Barack H. Obama gave a speech today that touched on a subject I have tried to make over many years while I worked as a print journalist in Amarillo and Beaumont, Texas and back in my home state of Oregon.
I won’t presume to believe the 44th president of the United States got the idea directly from me. Nevertheless, I’ll take a bit of ownership of the idea he put forward.
He implored young people in his audience to “vote,” to take part in the political process if only just be ensuring that they cast their ballots. “Don’t think your vote doesn’t matter,” Obama said, noting that he he was able to win two presidential elections by narrowly carrying many voting precincts or congressional districts across the land.
I’m going to steer away from the partisan nature of what the former president said, concentrating instead on the bigger picture.

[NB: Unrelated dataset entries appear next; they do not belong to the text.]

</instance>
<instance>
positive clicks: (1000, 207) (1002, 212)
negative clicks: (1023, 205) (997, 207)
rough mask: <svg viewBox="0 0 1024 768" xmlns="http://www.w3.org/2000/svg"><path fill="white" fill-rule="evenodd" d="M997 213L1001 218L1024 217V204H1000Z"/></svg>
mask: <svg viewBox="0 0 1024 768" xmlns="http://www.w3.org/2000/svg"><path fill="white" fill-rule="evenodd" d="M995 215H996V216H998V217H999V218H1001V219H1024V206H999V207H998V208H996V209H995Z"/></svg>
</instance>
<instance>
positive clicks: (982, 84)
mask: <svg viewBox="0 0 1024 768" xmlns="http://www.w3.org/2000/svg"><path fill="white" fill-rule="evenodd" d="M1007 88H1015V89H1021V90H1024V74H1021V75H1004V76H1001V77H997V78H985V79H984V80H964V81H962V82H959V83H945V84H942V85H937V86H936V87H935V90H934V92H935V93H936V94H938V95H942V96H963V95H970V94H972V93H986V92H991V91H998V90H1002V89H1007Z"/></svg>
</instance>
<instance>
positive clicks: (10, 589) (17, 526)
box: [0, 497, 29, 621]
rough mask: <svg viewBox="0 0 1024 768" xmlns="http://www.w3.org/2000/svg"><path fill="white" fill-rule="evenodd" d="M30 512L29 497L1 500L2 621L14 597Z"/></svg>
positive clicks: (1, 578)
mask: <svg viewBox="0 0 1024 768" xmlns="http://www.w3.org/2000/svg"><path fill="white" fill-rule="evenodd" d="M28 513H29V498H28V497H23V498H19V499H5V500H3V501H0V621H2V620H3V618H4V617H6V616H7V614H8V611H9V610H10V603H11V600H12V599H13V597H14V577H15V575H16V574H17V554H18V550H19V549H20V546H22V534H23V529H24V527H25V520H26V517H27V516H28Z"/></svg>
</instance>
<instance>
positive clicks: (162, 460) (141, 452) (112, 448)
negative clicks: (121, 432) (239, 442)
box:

For decades I sought to boost voter turnout by imploring voters to follow this simple creed: Don’t let your neighbor — who might or not agree with your political leanings — decide who should represent you in government. I ran out of ways to say the same thing. Yes, I repeated myself. I’m likely doing so here … right now!
Texas remains one of the nation’s most miserable examples of representative democracy. Our voter turnout at every level — from the presidential level on down — habitually ranks at or near the bottom of all 50 states. Think of that: Texans protect the right to vote on many issues and for many candidates; yet when given the chance to vote, too many of us stay home.
The former president spoke a tremendous truth today to those students in Illinois. They need to take part. They need to become the solution to what they believe is wrong with our political system today. The simplest way to do so, in the former president’s words, is to exercise their right to vote. Cast a ballot, man!
So, thank you, Mr. President, for elevating my message to the national stage.